# 942 vs 962(?)



## lmarkoff (Jan 2, 2006)

I am a total newbie to HD satellite and to DISH. Five days ago I called an 800 number and ordered the installation of the 942 STB and DISH HD service in general. The work is scheduled to be done on Jan 10. Later on the same day that I ordered the 942, I learned via the AV Forum that there will soon be a replacement for the 942, presumably this will be called the model 962. Naturally, since there is a one-time-only discount associated with purchase of the STB if you are a DISH newbie, I called back DISH to ask about the 962 and to say that I preferred to have it installed instead of the 942. Both the DISH customer rep and their tech department deny any knowledge of the existence of any replacement for the 942. This is not making me happy. I am thinking that one strategy to get what I want from DISH is to delay my installation date until the putative 962 is generally available and to make yet another specific request for it at that time. Can anyone advise me on this issue? Am I making a fuss over nothing, i.e., will the 962 be a real improvement on the 942 or will it just have a bigger hard drive? Is this the kind of deceptive marketing that I can expect from DISH in the future? If so, maybe I will stay with Directv, where I have been pretty satisfied with their SD service.


----------



## KingLoop (Mar 3, 2005)

First, welcome to DBSTalk.

The new MPEG4 DVR will be called the 622. I say wait. It is coming soon.


----------



## Ron Barry (Dec 10, 2002)

:welcome_s lmarkoff

I would not consider this deceptive.. It is possible that the CSRs are not aware of the 622 that is on its way. As to when, there was mention of it coming in February, but like all things software that date can change. I would say if you are willing to wait up to 6 months then I would hold off. I am not saying that the 622 will not arrive in February, I am just saying if you are an impatient type and would get upset if the 622 did not arrive in Feb then I would either go with the 942 and hope for a generous upgrad path to the 622.


----------



## P Smith (Jul 25, 2002)

KingLoop said:


> First, welcome to DBSTalk.
> 
> The new MPEG4 DVR will be called the 622. I say wait.
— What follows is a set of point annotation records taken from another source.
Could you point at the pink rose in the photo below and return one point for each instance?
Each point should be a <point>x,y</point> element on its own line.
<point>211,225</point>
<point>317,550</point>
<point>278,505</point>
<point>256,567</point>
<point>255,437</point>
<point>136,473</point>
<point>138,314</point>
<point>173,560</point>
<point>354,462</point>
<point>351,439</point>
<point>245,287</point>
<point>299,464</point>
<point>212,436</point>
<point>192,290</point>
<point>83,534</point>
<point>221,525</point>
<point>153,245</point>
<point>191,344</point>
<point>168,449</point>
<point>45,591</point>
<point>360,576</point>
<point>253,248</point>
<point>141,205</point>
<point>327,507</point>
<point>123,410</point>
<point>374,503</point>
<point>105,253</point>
It is coming soon.


That's thin ice there - ppl seen REAL 962 FW spooling; but nothing for "Vip622" yet.


----------



## Jeff McClellan (Apr 22, 2002)

There isnt, nor will be a 962. Later this week people have speculated there will be a VIP622 that can do mpeg4. I would go with the speculators and wait.


----------



## P Smith (Jul 25, 2002)

I'll stick with real spooling software and wait for Scott's photos from CES.
If I would speculate, I would say the ViP622 could be renamed 962.


----------



## Jeff McClellan (Apr 22, 2002)

P Smith said:


> I'll stick with real spooling software and wait for Scott's photos from CES.
> If I would speculate, I would say the ViP622 could be renamed 962.


Yep, and the Redskins may win the super bowl, but lets wait on the pics first.


----------



## lmarkoff (Jan 2, 2006)

KingLoop said:


> First, welcome to DBSTalk.
> 
> The new MPEG4 DVR will be called the 622. I say wait. It is coming soon.


In preparation for this purpose I did do some reading over the last several months in this forum and others. I was aware that DISH was introducing MPEG4 and adding satellites. According to the customer rep at DISH, I AM scheduled to get a DISH 1000 antenna, etc, which I assume indicates that I will be able to receive their MPEG4 programming, as well as the current and any future VOOM channels. I assume therefore that even the 942 they are planning to sell me will be MPEG4-enabled. Am I being naive, again?

Whether it is called the "622" or the "962", will the new STB contain two tuners, as does the current 942? I am willing to wait until Feb or early March, but not 6 months for the latest STB, unless the new one will be truly phenomenal compared to the 942.

[30 minutes later] I did some research on this site, and I see over and over again that the 942 is not capable of MPEG4 decoding, because it does not have the needed chips inside. So be it; I already have an outdoor antenna, anyway. All I really care about is the PQ and reliability. If the hypothetical 622/962 is better than the 942 in either of those areas, I might wait for it. Any ideas along those lines? Is the 942 "reliable"? (I know that is a relative term.)


----------



## xsnrg (Oct 4, 2004)

The reason to wait is that the MPEG-2 based receivers (911, 942, etc) will be phased out, and there may or may not be any type of a trade in program. Things are switching to MPEG4. It would be wise to wait, and get something that is a bit more future proofed.


----------



## Neil Derryberry (Mar 23, 2002)

P Smith said:


> I'll stick with real spooling software and wait for Scott's photos from CES.
> If I would speculate, I would say the ViP622 could be renamed 962.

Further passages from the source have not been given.